Aber auch die Todesfälle im Rahmen der Diabetesstudie ACCORD bei der Blutzuckerwerte von Diabetes mellitus Typ 2 Erkrankten ohne Kompromisse auf Glukosenormwerte gesunder Menschen fixiert wurden, brachten einige Fragen hinsichtlich der lang vertretenen Blutzuckertheorie auf (Vgl. ACCORD Study Group, 2008, S. 2545-2559).

Doch auch trotz eines provokanten Artikels des amerikanischen Science Magazin als Reaktion auf die ACCORD Studie blieben die breiten Diskussionen aus.

Die Erkenntnisse aus der ACCORD Studie und die aktuelle Forschung haben bisher jedoch keinen grossartigen Einfluss auf die Therapiekonzepte von Diabetes mellitus Typ 2.
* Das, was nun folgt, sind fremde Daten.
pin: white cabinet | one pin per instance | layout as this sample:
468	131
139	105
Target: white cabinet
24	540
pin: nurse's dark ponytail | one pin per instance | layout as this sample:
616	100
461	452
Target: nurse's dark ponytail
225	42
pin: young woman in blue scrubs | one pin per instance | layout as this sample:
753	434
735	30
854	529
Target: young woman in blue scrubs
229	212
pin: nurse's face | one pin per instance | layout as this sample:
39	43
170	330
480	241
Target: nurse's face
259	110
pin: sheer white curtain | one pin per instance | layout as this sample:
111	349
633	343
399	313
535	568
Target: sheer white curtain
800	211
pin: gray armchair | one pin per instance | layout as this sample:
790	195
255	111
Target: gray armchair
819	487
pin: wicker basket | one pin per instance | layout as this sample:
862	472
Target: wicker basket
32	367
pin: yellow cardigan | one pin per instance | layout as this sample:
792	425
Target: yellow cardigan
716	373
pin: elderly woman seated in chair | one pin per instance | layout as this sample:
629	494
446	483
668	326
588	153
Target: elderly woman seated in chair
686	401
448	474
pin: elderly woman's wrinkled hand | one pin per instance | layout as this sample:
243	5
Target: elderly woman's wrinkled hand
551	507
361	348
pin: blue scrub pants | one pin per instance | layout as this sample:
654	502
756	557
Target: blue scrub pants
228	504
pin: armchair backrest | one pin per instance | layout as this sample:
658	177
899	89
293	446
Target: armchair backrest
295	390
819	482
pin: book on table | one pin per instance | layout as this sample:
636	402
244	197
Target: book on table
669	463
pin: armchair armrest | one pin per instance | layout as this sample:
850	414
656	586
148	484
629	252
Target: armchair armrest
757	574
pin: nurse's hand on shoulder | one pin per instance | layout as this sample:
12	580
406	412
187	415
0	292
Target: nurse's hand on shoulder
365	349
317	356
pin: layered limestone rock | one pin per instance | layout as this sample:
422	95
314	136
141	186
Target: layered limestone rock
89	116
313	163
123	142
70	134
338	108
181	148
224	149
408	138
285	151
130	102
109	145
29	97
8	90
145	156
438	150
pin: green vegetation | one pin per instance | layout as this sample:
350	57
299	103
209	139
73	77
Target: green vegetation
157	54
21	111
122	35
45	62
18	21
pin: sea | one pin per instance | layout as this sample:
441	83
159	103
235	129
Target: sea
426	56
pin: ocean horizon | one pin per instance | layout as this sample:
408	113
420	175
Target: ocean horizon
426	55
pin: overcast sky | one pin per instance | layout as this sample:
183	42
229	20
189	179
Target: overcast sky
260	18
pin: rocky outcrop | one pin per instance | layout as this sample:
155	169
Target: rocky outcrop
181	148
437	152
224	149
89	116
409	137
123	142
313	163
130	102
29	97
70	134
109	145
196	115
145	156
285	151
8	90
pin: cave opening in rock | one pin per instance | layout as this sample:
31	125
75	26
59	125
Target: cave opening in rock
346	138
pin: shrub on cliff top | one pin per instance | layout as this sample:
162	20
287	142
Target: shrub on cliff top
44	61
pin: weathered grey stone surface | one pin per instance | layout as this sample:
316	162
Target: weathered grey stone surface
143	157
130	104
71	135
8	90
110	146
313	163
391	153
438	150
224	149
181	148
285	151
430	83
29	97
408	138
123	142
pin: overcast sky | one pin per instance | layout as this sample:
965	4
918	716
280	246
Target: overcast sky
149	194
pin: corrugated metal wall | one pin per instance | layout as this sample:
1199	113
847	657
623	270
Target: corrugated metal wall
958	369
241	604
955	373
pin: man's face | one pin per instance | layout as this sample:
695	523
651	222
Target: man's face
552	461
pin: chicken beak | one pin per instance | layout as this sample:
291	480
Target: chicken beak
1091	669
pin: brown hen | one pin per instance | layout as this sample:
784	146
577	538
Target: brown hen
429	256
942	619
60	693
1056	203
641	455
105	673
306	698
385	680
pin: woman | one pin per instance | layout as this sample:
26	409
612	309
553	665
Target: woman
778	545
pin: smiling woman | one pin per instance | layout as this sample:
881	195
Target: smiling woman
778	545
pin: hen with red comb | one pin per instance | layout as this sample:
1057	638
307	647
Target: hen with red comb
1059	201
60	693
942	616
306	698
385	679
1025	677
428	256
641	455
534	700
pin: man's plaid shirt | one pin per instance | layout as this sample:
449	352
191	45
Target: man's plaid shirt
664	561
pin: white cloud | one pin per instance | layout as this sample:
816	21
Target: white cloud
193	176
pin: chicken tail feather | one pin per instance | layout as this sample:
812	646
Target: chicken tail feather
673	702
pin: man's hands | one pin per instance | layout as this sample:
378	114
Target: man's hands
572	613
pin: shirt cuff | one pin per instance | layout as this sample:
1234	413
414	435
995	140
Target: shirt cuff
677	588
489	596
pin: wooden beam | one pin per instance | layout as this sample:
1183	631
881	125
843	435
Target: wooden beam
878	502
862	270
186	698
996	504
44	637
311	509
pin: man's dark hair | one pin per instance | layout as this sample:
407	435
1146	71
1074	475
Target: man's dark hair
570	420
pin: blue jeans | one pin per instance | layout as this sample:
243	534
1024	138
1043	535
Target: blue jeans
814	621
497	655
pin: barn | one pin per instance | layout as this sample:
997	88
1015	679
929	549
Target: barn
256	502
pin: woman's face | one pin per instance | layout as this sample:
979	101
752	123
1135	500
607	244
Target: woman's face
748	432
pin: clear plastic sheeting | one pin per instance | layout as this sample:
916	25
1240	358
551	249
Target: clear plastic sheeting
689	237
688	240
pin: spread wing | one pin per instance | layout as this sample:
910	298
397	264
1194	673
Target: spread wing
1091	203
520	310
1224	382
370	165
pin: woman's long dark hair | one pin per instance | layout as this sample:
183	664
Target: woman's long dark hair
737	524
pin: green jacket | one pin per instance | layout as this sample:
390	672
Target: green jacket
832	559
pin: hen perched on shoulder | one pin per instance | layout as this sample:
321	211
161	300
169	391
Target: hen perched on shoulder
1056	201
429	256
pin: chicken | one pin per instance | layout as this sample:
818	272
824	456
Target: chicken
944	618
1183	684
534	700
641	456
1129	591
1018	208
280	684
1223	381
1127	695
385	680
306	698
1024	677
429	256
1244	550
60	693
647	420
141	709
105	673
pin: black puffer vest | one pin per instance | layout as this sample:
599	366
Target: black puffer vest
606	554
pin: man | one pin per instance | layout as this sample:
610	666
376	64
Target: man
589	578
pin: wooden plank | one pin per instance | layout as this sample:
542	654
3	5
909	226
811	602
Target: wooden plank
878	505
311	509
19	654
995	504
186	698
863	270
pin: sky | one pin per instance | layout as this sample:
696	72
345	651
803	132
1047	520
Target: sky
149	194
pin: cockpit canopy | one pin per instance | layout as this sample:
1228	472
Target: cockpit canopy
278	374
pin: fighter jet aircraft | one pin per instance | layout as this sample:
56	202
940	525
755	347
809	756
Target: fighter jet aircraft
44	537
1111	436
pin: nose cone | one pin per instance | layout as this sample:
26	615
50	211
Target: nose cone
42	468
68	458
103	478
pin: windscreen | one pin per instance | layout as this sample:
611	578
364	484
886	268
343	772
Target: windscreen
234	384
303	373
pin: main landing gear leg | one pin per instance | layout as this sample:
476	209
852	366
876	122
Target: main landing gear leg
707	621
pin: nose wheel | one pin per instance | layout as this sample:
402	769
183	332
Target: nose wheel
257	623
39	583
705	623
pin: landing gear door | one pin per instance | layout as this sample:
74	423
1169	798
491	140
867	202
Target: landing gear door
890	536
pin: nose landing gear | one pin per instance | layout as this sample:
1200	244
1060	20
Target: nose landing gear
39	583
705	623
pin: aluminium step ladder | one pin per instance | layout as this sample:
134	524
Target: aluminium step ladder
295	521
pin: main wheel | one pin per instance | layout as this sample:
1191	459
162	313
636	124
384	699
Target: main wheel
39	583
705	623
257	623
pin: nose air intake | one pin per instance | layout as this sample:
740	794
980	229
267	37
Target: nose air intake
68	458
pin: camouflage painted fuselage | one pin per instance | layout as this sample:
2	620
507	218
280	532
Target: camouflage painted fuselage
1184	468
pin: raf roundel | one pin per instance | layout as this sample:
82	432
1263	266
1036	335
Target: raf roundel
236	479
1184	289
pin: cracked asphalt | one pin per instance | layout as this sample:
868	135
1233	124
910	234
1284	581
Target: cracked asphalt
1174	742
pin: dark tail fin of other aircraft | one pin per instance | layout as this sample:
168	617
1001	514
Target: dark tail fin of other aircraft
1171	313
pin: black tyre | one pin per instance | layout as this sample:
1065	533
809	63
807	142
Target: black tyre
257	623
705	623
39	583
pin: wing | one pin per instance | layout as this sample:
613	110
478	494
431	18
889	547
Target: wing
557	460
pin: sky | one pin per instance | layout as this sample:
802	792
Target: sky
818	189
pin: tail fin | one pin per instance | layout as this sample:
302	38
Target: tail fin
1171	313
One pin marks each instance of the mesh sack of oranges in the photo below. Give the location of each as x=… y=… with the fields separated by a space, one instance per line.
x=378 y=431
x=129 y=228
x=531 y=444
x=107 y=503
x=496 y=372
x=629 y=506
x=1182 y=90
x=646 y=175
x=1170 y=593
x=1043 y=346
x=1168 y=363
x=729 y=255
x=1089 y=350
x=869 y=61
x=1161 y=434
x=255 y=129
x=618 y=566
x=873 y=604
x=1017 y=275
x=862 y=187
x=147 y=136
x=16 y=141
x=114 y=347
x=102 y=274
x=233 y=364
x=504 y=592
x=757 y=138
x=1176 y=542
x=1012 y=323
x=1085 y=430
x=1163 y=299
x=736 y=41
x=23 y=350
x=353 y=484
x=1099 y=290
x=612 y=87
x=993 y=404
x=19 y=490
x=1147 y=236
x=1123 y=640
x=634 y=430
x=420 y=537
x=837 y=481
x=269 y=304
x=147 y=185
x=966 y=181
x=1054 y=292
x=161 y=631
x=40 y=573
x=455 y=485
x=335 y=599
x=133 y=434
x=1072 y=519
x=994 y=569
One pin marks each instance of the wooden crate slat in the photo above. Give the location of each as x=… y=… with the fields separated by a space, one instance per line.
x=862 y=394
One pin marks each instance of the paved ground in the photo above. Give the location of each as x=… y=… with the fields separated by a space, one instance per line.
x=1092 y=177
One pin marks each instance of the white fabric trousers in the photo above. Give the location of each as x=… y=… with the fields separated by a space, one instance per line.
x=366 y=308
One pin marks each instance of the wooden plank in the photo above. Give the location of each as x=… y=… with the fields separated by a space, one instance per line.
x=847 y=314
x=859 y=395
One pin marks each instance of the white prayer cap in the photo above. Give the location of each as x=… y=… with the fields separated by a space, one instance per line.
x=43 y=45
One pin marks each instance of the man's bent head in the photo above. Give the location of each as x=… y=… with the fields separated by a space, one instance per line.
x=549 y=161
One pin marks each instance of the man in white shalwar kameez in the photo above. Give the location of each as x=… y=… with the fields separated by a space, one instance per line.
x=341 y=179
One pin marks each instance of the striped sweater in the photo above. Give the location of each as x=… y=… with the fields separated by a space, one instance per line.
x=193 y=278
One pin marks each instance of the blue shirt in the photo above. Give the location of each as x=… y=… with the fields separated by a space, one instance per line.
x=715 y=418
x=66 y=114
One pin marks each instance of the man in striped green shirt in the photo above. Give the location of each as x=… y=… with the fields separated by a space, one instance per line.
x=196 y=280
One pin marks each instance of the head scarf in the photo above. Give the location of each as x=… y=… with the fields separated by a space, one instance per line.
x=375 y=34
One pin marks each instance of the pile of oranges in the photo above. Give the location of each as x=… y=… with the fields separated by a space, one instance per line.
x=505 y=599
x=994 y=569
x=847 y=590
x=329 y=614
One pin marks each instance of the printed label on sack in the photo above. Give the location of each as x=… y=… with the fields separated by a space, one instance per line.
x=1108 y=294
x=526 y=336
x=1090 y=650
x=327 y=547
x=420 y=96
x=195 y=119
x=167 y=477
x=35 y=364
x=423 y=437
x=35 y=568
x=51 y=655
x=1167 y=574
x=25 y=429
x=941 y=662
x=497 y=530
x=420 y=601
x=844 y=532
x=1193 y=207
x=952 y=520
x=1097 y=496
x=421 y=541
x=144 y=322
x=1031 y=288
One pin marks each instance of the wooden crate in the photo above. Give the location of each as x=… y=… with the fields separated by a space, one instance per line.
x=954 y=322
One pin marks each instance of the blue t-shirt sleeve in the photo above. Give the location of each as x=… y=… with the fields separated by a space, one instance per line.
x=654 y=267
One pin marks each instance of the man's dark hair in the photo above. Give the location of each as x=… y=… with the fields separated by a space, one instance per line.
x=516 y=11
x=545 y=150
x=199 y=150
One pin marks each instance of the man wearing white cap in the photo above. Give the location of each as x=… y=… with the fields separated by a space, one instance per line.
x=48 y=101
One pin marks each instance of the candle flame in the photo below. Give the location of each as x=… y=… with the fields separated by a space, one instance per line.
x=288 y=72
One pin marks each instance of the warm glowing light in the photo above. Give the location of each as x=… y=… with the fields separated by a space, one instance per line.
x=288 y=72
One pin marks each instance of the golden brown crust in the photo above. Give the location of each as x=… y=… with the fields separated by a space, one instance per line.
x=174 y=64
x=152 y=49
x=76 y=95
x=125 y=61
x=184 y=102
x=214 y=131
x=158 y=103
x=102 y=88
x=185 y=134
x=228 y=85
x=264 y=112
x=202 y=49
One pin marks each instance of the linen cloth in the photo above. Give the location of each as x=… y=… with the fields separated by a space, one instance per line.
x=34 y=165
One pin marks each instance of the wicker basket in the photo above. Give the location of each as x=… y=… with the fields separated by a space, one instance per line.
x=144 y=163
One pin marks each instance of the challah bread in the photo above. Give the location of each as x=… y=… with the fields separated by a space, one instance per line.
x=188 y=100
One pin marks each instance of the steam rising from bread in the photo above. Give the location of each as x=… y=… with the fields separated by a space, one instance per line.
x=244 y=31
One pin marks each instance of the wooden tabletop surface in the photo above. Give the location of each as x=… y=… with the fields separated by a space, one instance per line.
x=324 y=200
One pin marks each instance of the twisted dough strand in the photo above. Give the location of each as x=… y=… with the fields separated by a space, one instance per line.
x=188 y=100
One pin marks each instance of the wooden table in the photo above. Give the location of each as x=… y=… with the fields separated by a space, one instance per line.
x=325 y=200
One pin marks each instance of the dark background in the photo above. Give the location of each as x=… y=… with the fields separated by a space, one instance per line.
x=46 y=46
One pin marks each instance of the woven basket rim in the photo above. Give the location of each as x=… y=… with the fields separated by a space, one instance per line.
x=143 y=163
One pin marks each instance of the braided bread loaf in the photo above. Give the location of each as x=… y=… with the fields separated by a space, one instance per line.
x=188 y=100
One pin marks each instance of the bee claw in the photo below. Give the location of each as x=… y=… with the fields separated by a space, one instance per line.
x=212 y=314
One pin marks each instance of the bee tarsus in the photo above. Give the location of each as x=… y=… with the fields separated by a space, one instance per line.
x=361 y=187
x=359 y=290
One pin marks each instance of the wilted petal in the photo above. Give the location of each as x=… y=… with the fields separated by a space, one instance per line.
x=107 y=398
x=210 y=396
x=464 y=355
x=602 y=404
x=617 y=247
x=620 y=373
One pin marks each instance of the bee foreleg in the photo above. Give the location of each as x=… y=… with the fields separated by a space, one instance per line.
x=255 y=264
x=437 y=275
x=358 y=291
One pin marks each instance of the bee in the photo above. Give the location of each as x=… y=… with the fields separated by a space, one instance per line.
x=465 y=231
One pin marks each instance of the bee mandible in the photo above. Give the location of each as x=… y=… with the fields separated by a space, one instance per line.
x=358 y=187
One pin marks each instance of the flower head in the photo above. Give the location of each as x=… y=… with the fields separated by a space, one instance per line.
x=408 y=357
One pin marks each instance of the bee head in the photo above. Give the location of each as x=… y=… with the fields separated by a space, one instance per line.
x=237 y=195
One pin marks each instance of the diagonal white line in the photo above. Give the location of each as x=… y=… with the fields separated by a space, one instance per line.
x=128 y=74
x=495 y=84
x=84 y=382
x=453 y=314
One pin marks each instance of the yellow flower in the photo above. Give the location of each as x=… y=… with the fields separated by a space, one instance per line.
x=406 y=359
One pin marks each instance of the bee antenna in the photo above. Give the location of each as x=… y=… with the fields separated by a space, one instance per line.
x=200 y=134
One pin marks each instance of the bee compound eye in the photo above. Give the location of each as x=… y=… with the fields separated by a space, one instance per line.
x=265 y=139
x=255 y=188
Doch wenn die Ursache der Ursache für eine Diabetes mellitus Typ 2 Erkrankung vermutlich eine dauerhafte Bewältigungsstrategie des Gehirns ist, um die Energieversorgung in einer langanhaltenden Krise zu verbessern und schließlich ein neues Gleichgewicht anzustreben, könnte eine Therapie vor allem in einer sehr frühen Phase der Stoffwechselerkrankung helfen und die Entstehung von neuen Erkrankungen vermeiden.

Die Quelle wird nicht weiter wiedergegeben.